Eu gostaria que minha mãe fosse mais afetuosa na minha infância e adolescência. Eu sentia falta de vê-la como minha amiga como percebia a relação das minhas amigas com suas mães. Mas isso tem relação com a criação dela e como ela aprendeu a expressar seus afetos, então o que poderia ser diferente vai muito além dos meus pais e de nós enquanto filhos, sabe?

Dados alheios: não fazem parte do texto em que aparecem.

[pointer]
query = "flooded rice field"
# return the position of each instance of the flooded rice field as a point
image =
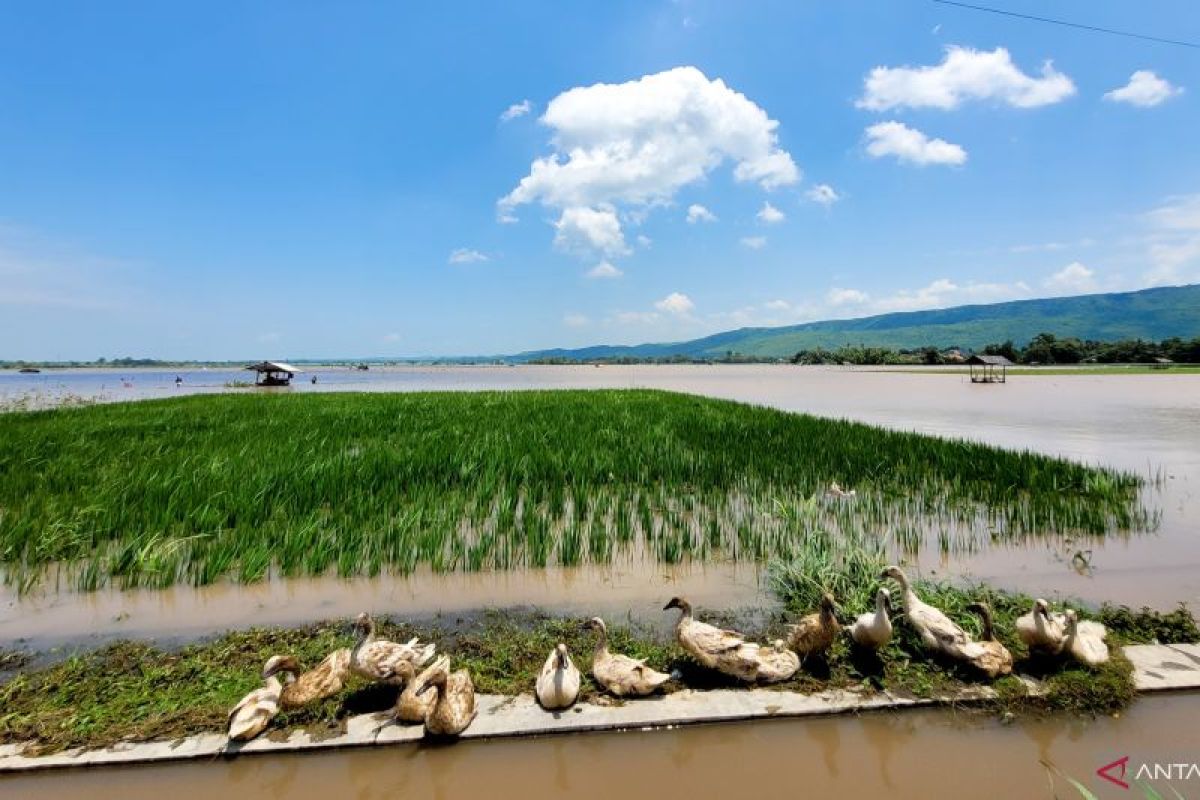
(1145, 423)
(922, 755)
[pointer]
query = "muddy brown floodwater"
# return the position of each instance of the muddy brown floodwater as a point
(921, 755)
(1147, 423)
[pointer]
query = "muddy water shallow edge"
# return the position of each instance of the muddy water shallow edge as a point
(927, 755)
(1147, 423)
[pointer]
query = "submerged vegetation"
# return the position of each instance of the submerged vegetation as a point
(199, 488)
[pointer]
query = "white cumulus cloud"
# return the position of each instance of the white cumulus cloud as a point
(964, 74)
(769, 215)
(515, 110)
(637, 143)
(1073, 277)
(1145, 89)
(676, 304)
(604, 270)
(838, 296)
(823, 193)
(466, 256)
(943, 293)
(910, 145)
(585, 230)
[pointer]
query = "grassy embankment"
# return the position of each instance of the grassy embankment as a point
(136, 692)
(201, 488)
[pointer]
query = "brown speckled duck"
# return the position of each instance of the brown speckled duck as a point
(377, 659)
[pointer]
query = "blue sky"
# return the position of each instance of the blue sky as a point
(309, 179)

Eu fico pensando como seríamos sem o atravessamento do racismo em nossas vidas. Se a dinâmica da vida pudesse ser a partir dos valores ancestrais africanos, dos diálogos em comunidade e resolução de conflitos de maneira coletiva a partir dos conselhos dos mais velhos.
Em suma, eu acho que fomos o melhor que poderíamos ser. Um possível que não foi pequeno no presente que não é escasso ou mal compreendido.

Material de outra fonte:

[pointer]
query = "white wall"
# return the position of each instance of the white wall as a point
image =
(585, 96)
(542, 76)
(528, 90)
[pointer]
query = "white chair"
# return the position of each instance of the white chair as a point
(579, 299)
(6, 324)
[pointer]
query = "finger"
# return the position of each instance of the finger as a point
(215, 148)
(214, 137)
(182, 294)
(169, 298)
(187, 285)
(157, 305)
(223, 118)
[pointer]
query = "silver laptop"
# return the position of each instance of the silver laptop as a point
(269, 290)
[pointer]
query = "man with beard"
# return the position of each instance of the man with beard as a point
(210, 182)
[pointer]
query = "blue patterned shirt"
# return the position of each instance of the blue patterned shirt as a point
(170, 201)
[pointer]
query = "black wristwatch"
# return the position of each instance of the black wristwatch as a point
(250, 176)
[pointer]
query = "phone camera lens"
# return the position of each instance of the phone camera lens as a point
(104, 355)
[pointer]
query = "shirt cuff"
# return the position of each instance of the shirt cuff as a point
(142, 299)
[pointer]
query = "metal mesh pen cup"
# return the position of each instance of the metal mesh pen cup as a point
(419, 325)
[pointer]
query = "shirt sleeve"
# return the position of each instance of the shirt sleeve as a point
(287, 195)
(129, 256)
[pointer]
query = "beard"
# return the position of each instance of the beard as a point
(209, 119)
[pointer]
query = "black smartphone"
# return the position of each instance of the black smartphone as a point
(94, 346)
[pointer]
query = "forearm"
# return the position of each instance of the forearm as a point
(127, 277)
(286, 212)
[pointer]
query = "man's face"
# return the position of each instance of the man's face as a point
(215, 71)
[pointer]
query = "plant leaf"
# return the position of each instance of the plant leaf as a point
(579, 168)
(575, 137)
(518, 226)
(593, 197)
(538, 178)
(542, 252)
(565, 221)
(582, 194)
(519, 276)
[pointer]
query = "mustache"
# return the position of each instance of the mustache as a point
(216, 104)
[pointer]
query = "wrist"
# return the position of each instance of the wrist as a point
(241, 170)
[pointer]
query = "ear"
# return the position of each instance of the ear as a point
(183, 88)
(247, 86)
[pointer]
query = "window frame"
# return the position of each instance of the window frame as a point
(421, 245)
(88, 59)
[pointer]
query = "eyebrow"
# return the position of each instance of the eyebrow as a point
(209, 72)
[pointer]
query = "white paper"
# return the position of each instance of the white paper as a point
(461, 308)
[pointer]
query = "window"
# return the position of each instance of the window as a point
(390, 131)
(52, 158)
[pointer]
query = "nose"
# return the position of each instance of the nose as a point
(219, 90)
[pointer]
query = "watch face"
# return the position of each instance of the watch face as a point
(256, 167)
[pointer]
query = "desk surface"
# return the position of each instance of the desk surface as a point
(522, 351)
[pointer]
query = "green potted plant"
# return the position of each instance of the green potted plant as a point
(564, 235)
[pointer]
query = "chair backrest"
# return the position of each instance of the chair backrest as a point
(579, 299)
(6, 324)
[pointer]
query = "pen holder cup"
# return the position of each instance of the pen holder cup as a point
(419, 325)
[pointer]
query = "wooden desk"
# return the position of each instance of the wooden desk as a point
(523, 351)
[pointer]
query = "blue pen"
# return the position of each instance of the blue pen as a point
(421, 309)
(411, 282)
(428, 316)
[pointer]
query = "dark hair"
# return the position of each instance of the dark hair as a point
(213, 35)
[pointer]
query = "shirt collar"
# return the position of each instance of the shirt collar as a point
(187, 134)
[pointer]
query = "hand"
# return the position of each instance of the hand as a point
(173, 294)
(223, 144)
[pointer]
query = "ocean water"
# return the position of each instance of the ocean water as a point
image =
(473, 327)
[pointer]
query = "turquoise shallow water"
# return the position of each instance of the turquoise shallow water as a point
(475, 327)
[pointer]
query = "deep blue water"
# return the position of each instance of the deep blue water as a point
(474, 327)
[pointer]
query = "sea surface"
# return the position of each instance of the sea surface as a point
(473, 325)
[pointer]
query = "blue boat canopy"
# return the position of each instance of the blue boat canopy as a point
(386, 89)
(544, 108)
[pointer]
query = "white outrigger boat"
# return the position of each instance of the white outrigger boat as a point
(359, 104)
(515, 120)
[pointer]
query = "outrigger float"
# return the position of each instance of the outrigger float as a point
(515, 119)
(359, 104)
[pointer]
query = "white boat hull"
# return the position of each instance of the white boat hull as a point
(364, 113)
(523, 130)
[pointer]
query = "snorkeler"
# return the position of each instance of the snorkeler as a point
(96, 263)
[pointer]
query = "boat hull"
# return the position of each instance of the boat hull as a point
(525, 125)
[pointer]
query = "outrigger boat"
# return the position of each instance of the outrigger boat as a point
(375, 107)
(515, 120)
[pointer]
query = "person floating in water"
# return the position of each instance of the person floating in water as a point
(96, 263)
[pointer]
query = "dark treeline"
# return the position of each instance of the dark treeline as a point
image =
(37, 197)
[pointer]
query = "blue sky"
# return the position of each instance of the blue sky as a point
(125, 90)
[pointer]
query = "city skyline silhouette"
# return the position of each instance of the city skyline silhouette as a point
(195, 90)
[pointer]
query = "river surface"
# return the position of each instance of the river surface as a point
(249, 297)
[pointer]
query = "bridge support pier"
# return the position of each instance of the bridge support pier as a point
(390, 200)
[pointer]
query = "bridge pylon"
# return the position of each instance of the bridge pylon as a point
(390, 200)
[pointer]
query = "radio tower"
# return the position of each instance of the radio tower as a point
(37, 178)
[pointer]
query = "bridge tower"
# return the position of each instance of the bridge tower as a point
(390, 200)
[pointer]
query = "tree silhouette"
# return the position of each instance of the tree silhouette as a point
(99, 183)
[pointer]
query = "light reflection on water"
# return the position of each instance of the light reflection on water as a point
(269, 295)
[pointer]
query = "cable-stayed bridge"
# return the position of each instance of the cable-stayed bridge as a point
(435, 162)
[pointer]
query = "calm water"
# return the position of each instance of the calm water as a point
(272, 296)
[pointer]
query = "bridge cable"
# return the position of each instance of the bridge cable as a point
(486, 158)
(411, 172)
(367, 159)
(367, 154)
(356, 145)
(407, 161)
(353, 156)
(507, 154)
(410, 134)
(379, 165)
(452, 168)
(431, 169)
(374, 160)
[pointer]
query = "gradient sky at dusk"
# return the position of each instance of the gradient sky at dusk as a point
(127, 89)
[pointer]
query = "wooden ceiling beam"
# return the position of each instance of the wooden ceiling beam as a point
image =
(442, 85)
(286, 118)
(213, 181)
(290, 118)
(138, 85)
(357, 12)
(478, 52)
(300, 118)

PP: Se você tiver filho(a/e)s, compartilhe um pouco de como foi o processo de descoberta e gravidez. Fale sobre as expectativas e frustrações.
Bruna: Eu sempre quis ser mãe. A maternidade faz parte dos sonhos incentivados na comunidade evangélica do qual eu fazia parte. No nosso caso, não houve preparo anterior a notícia que o Inácio estava a caminho. André e eu conversávamos sobre os sentidos de família e não havia uma predisposição dele em ser pai, ainda que houvesse o reconhecimento de que seríamos bons pais caso essa fosse uma realidade. Mas é aquilo, entre o discurso e a prática existe uma distância e a gente não tinha qualquer método contraceptivo. Inácio poderia ter aparecido com duas semanas de relacionamento, mas resolveu esperar dois anos (aushuahus risos).
Houve um esforço da nossa parte em organizar nossa vida o máximo possível para receber esse novo ser. Eu tenho poucas frustrações nesse processo de gestar. Queria ter curtido melhor com fotos e momentos de descanso, mas eu precisei trabalhar e adiantar muita coisa da pós graduação porque sabia que depois seria mais difícil. Minha principal frustração foi ter parido via cesária. Ainda não me sinto preparada para compartilhar a experiência do meu parto, ela não foi boa pra mim.
As 41 semanas de gestação foram incríveis. Eu gostei muito de viver essa experiência. E sei que pude desfrutar de momentos e experiências que outras mulheres negras não conseguem.
PP: Como você define a sua relação com a(s) cria(s) hoje? O que você gostaria que as pessoas soubessem a respeito do sei jeito de paternar/maternar?
Bruna: Tenho uma ótima relação com meu filho. Ele é muito amoroso, afetivo e alegre. É uma maravilha poder acompanhar o desenvolvimento de um ser humano. Eu penso que você acompanha a materialização de um milagre cotidiano da natureza. Eu contemplo meu filho todos os dias. A quantidade de fios de cabelo, as feições, os dedinhos do pé, as formas de comunicação que vão se complexificando. Eu amo muito meu filho.
Penso que o que eu gostaria de compartilhar com mães pretas é o seguinte: não idealize seu parto, ele pode não corresponder às suas expectativas e isso vai doer bastante. Não somente isso, mas as dificuldades de atravessar o puerpério também são angustiantes. Pouco se fala sobre isso, você se sente sozinha, insegura, incapaz em muitos momentos. Tenha amigas que não vão te julgar por dizer “tô arrependida”, “se pudesse voltava no tempo”, isso não te faz menos mãe ou uma mãe ruim, até porque, é mentira que nasce um filho e uma mãe junto. tornar-se mãe é um processo doloroso, mesmo quando a gestação é bem quista e desejada.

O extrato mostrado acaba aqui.